Game prototype currently being worked on using Unity 6.
Inspiration
I've always loved open-world games. Ever since I was a kid playing Mafia on my father's work computer, I've dreamed of a game where you can enter every building and every NPC has a real daily routine, reacting naturally to the player's actions. I'm also a big fan of stealth games—especially series like Metal Gear Solid, Splinter Cell, and Hitman. Earlier this year I started playing Shadows of Doubt, an open-world detective game where you investigate crimes by breaking into people's homes, sneaking around for clues, and tracking down the culprit. It sparked an idea: what if I made a game in a similar style, but from the opposite perspective? Instead of playing the detective, you'd play the perpetrator. The contract killer. The hitman.
Prototyping
After setting up a third-person player character, using a low-poly model I have modeled and animated for another project, my first major goal was to generate a city. The city is built on a grid with some streets intentionally broken up and the dead ends replaced with park areas.

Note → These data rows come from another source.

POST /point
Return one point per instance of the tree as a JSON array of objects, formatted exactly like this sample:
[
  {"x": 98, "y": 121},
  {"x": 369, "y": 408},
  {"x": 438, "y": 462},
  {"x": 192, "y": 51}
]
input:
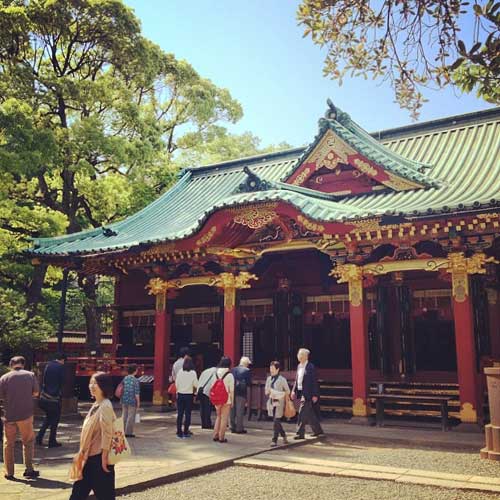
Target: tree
[
  {"x": 412, "y": 44},
  {"x": 89, "y": 109},
  {"x": 19, "y": 333}
]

Initially, I generated each floor one cell at a time on a 10x10 grid, placing an entrance on a wall facing a street. But this made the city generation very slow and required too much work this early in the project. To speed things up, I switched to using prefabs for ground floors, middle floors, and roofs. This let me focus on getting a functional prototype working before spending too much time trying to generate the perfect city.
Then I filled the world with citizens. They are each assigned a home and a workplace and their daily schedule currently consists of going to work some time in the morning and going home some time in the afternoon.

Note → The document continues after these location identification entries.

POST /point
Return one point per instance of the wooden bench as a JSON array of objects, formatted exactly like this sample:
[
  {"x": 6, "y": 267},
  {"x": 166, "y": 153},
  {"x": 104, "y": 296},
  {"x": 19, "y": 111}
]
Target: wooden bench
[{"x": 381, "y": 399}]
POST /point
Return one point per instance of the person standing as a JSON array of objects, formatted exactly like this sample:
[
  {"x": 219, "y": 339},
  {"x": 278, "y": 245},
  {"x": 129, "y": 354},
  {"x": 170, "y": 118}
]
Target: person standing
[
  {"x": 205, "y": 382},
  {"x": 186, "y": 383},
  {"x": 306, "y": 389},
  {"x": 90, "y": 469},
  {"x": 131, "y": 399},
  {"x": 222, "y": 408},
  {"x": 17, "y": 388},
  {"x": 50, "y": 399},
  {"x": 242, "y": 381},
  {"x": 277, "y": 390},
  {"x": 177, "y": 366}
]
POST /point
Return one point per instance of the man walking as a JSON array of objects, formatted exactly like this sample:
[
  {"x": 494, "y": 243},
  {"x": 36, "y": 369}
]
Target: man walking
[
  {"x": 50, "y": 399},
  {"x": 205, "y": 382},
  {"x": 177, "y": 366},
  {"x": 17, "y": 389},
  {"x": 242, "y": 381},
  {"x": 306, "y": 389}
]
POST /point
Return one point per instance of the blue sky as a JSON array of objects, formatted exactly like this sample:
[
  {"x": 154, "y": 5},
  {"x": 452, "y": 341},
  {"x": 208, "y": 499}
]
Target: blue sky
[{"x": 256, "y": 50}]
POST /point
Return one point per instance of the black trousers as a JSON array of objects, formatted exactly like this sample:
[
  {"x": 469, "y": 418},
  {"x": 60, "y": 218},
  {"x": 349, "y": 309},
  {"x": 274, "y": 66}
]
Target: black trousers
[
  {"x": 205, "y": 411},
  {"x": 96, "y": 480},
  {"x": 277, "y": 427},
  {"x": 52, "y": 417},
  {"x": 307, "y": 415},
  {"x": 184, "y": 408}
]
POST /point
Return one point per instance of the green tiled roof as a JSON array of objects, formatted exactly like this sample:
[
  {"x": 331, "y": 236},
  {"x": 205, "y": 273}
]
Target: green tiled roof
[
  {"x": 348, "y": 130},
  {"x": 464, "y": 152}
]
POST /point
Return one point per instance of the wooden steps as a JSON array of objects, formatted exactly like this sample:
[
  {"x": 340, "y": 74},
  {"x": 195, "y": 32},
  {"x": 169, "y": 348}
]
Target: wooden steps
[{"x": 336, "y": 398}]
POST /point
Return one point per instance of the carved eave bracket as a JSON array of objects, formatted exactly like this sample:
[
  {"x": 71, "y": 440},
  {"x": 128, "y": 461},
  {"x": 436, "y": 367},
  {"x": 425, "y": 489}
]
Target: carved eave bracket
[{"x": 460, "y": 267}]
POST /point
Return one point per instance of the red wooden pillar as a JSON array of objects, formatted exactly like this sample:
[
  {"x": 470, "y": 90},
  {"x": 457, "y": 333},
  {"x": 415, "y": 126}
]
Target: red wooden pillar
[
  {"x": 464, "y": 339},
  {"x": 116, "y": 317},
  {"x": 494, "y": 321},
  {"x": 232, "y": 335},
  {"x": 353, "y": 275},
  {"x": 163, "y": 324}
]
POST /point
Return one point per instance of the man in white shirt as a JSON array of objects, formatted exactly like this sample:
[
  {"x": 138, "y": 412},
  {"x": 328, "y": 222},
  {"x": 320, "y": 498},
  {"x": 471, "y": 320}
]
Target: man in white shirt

The biggest challenge was having 1000+ NPCs walking around at the same time. To solve this I'm using a burst compiled job to update the transform of each visible citizen. Citizens that are not visible to the player or are too far away are updated at a lower rate and in batches.
Culled citizen with skeletal mesh and animation disabled:
My most recent goal has been to implement the game loop. I have multiple ideas for how this game could play out down the line. But for now I have a simple arrow pointing towards a random target, and a distance to it. If I eliminate the target, I just instantly get a new one.
I have also started creating some behaviours for the citizen that will be crucial for the gameplay. If a citizen sees the player holding a gun, they get scared, and when they deem it safe they run home.
My next goal will be to implement some kind of police that the citizen can report to. I also have to think about how to solve the stealth aspect of the game, be it security cameras or patrolling security. I think the biggest challenge will be to create a fun and engaging gameplay loop, while still maintaining the open-world aspect that I want to achieve.